I keep referring to this as a process, but it's really just a heartbeat. A
message is sent to a remote system every 10 seconds, and a reply is
returned. If the remote system doesn't hear a heartbeat for 20 seconds it
shuts down. If this happens it has to be restarted manually, so I don't want
it to keep shutting down.

So that is why I say that +/- 5 seconds is acceptable. I have a timeout on
receiving a reply of 8 seconds. That way, if I don't get a timely reply
there is a wait of 2 seconds before I send the next heartbeat.

Charles
 
A

Andrew Morton

Charles said:
I keep referring to this as a process, but it's really just a
heartbeat. A message is sent to a remote system every 10 seconds, and
a reply is returned. If the remote system doesn't hear a heartbeat
for 20 seconds it shuts down.
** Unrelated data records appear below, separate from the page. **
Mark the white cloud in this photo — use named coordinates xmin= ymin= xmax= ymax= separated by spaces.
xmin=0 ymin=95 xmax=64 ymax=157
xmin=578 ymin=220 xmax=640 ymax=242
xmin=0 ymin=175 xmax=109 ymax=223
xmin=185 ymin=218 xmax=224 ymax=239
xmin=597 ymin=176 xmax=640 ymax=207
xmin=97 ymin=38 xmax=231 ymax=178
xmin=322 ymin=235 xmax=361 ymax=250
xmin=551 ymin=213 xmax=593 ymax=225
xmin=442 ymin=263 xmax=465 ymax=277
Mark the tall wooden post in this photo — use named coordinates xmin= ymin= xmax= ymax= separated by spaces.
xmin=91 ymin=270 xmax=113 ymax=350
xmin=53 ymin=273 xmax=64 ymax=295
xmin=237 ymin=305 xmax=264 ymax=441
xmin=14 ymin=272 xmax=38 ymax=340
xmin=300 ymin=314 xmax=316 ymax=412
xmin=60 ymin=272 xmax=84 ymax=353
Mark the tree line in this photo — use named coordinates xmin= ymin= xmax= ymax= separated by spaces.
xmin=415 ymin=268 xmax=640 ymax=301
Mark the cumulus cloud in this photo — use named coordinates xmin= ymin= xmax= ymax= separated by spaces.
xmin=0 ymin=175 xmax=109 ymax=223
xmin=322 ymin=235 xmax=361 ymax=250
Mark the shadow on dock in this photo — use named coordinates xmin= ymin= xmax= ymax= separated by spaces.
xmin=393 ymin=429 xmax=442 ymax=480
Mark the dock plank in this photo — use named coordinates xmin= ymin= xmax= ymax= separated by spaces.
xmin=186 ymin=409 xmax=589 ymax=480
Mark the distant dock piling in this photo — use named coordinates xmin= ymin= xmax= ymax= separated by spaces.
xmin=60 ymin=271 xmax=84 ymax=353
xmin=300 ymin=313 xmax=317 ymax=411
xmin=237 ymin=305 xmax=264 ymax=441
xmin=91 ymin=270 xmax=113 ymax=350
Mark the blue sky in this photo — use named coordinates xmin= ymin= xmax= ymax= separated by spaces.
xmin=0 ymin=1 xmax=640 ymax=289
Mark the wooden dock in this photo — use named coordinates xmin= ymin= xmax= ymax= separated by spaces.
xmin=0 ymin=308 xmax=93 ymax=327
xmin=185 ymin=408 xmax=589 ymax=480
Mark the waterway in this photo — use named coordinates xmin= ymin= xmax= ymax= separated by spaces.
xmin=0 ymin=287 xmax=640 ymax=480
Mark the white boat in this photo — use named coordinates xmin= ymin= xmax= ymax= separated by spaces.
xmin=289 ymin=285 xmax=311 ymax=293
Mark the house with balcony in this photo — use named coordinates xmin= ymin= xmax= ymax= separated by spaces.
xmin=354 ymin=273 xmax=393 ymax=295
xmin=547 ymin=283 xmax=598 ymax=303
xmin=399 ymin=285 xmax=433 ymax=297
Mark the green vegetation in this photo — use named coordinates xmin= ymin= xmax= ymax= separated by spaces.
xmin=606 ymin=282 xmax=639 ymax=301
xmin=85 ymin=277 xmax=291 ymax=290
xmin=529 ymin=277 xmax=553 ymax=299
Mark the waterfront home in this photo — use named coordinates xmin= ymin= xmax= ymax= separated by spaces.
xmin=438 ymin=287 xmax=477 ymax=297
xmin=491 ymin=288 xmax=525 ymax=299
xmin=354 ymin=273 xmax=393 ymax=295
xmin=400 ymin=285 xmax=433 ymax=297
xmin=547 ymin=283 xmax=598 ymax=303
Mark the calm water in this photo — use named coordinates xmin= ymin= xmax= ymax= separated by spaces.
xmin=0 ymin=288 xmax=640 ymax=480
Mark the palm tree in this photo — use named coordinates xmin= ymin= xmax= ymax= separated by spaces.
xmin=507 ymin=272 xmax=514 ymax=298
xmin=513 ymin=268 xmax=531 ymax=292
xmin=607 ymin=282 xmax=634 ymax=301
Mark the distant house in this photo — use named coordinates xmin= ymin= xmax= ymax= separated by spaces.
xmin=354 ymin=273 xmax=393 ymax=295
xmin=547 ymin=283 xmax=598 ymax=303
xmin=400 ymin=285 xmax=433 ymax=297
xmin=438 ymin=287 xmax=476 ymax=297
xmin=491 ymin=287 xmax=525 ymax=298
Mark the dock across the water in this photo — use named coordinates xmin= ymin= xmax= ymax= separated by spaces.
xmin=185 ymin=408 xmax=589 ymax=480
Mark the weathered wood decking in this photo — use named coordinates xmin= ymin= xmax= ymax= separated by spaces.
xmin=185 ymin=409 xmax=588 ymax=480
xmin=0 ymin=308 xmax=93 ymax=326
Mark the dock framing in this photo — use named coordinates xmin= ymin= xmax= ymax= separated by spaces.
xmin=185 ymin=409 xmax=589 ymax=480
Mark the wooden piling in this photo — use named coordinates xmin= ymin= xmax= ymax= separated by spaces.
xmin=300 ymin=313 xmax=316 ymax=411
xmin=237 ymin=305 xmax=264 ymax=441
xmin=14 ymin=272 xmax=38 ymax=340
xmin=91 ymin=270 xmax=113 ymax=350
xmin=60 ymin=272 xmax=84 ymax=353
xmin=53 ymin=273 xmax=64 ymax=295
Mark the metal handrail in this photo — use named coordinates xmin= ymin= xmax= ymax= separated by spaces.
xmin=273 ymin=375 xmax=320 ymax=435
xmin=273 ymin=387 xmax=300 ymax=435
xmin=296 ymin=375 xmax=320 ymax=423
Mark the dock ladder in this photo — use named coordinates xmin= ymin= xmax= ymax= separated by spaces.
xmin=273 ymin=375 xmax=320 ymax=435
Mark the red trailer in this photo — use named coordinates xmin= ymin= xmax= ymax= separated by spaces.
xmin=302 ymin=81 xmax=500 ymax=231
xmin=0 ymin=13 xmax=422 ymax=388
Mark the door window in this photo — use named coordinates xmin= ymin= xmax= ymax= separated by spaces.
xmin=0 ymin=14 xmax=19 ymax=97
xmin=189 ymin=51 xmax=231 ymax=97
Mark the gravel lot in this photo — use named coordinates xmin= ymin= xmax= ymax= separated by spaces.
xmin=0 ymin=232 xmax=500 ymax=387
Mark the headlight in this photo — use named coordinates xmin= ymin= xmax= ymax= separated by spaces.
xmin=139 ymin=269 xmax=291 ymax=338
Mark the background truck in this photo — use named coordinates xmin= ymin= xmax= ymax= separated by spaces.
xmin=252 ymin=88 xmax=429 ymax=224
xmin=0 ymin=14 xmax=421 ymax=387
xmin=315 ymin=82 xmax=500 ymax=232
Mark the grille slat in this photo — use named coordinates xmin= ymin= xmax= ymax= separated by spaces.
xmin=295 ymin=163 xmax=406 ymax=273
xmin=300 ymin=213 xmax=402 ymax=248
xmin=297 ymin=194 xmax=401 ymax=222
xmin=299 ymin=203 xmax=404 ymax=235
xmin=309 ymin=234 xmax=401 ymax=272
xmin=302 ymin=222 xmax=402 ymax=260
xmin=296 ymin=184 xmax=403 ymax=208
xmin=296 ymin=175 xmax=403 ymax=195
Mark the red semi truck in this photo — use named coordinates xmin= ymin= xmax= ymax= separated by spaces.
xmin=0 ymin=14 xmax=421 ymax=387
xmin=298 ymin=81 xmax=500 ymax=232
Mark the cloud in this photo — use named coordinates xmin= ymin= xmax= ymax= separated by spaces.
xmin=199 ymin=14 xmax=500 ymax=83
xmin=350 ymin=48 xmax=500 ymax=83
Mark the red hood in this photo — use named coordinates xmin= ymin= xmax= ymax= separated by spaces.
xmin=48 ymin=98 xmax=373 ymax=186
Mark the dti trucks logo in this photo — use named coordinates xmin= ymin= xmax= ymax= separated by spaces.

If this happens it has to be restarted
manually, so I don't want it to keep shutting down.

So that is why I say that +/- 5 seconds is acceptable. I have a
timeout on receiving a reply of 8 seconds. That way, if I don't get a
timely reply there is a wait of 2 seconds before I send the next
heartbeat.

Can't you set the monitor to accept the heartbeat signal at longer
intervals? You already know the monitored system is sometimes too busy to
process it at the currently required frequency, so perhaps the requirement
is wrong.
 
C

Charles

Hi Andrew

Unfortunately, I have no control over the external system. I am just
presented with an interface that I must adhere to. It is a third-party
system, and there is no question that they will change the interface just
for us.

Charles
 
W

Willem van Rumpt

Charles said:
I keep referring to this as a process, but it's really just a heartbeat.
A message is sent to a remote system every 10 seconds, and a reply is
returned. If the remote system doesn't hear a heartbeat for 20 seconds
it shuts down. If this happens it has to be restarted manually, so I
don't want it to keep shutting down.

So that is why I say that +/- 5 seconds is acceptable. I have a timeout
on receiving a reply of 8 seconds. That way, if I don't get a timely
reply there is a wait of 2 seconds before I send the next heartbeat.

Charles

A few questions come to mind:

1. What exactly does the message system look like (sockets, msmq, named
pipe etc. etc.)? Is sending it a blocking operation?

2. Is the reply relevant, and is receival of it a blocking operation?

From what I've gathered, you're sending messages to a remote system, so
the remote system being very busy can't account for the process on your
system timing out, or not raising a timer event on time, unless you're
sending and receiving synchronously and waiting for the remote system to
respond.
 
C

Charles

The messages are well-formed XML over TCP. The send is not a blocking
operation, and indeed messages are exchanged asynchronously, so the reply to
a heartbeat might not be the very next thing the remote system sends; it
might send some unrelated data and send the reply to the heartbeat some
seconds later. The reply is relevant, but only from the point of view of
maintaining integrity. There is no intrinsic value in it. Receiving the
reply does not block either, and if no reply appears after 8 seconds then my
app gives up.

What can happen is that the reply is delayed and appears after the next
heartbeat has been sent. In this situation, my app discards 'out of date'
replies and keeps waiting (up to 8 seconds) for the genuine reply.